Published January 31, 2014 3:54 PM by Allison Young

There has been much discussion recently about how much people earn. Whether comparison of PT/PTA salaries by region, such as on the ADVANCE website, or in politics regarding raising the minimum wage (don't worry, I'm not going to tackle that slippery slope), people want to know: What am I worth? It's timely though, as I've been perseverating over my hourly wage for more than a year now.

If you're unfamiliar with my history, here's a brief synopsis of my career so far -- I've been a full-time PTA for almost three years. Out of the "graduate gate," I was lucky enough to be employed in my preferred PT setting of a SNF, where I've stayed over these last few years.

When my 2-year "anniversary" came around last year, I felt I was in good position to ask for a pay increase as I'm hard-working, experienced (compared to when I started) and had the most seniority on the rehab staff; which is not much leverage, but it's something.

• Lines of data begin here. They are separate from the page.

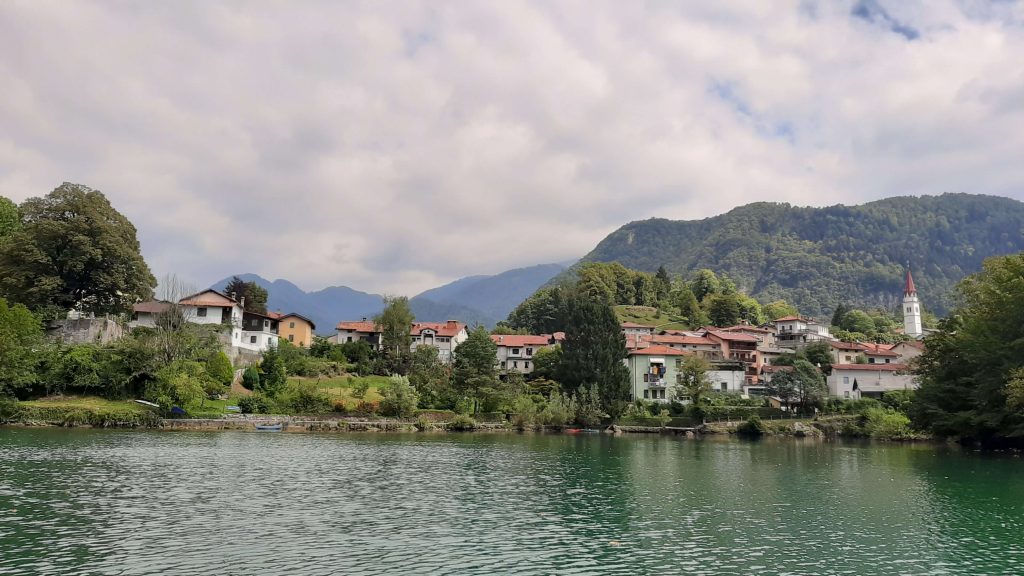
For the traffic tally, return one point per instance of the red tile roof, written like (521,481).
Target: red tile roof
(656,351)
(450,328)
(357,326)
(732,336)
(520,340)
(871,367)
(209,297)
(300,317)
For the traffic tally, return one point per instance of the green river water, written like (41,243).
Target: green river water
(128,502)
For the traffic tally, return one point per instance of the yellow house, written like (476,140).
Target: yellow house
(296,329)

When I finally sat down with my boss, the rehab manager, he was generous with his compliments on my therapeutic and interpersonal skills with the patients, but not so much with the inevitable raise request. As he informed me, the corporate policy of the facility only allows a 1% increase yearly.

I was deflated, to say the least. Without disclosing exactly how much I earn, let's just say 1% would not significantly change my paycheck amount. That was the exact moment the cold hard truth fell hard and unceremoniously in my lap. If I wanted to get a higher pay rate as a more experienced therapist, I would have to find a job somewhere else. If I stay, the new graduates coming out of the PTA program this spring will be earning the same paycheck. However, if I leave and find a different job elsewhere, I would be considered a more seasoned therapist and garner higher pay -- depending on the PT setting of course.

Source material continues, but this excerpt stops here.